Authorities have identified the brothers suspected in the recent bombings — one dead, the other captured and alive — as Muslim.

“It’s an interesting book discussing important stuff,” Pohl said. “It’s very provocative and a great basis for conversations, and it’s obviously some timely subject matter. People are still feeling pretty raw about the bombing in Boston.”

Waldman is a Brooklyn, N.Y., resident and former New York Times reporter who covered the aftermath of the 9/11 terrorist attacks. She also has been a national correspondent for The Atlantic.

“I’ve witnessed many fascinating, and occasionally heated, discussions around ‘The Submission,’ and I know that many book groups have had similar conversations of their own,” she said. “Readers argue about who’s right and wrong; whether Mohammad Khan, the Muslim-American architect at the heart of the book, should persist in his quest to have his design built or give up; and much more. It’s a novel that seems to arouse strong emotions.”
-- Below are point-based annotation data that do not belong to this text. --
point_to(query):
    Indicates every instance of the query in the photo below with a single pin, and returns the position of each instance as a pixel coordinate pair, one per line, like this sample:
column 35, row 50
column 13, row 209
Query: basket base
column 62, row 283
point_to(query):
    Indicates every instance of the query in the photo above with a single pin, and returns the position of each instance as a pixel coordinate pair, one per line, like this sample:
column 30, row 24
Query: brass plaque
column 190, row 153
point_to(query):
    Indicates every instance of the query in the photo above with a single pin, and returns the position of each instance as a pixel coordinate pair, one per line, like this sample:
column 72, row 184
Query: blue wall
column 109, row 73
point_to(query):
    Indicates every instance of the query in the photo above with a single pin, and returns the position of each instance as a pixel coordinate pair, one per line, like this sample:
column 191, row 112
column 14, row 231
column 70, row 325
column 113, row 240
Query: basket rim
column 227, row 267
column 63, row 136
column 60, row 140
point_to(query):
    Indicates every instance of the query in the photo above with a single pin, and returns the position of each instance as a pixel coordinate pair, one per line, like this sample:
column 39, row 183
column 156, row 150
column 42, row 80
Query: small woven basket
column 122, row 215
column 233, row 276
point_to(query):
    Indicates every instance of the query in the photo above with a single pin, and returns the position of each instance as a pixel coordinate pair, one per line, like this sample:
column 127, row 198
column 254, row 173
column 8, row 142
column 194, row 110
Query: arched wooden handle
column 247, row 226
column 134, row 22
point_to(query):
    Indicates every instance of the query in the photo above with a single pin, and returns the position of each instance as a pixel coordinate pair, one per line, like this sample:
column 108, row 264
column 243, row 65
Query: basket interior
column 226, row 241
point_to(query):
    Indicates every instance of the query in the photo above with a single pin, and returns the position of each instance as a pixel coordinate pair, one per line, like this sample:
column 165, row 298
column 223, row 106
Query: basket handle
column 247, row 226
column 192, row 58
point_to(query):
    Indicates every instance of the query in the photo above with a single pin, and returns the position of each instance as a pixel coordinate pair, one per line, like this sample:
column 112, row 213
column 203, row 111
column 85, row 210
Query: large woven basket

The book roughly mirrors what happened on 9/11, but isn’t specifically labeled as being about that actual attack.

“As a fiction writer, I wanted the freedom to invent details — a fictional governor, for example — without being constrained by history,” Waldman said. “And I felt that we have all used phrases like ‘9/11’ and ‘ground zero’ so many times, and re-experienced the event through media so many times, that using it explicitly would be at odds with the imaginative territory a novel ought to operate in.”

Pohl said she’s heard Waldman is a wonderful speaker and is excited about the Augusta events. She anticipates the author will talk about her book, the reactions to it and her writing process, and that she will answer questions.

Pohl has a question of her own for the author.

“Personally, I’d like to know if she’s going to write another book,” Pohl said.

A Capital Read started seven years ago, Pohl said, as a way to deepen the appreciation of literature and bring people together. The events are sponsored by The Friends of Lithgow Library and are all free and open to the public.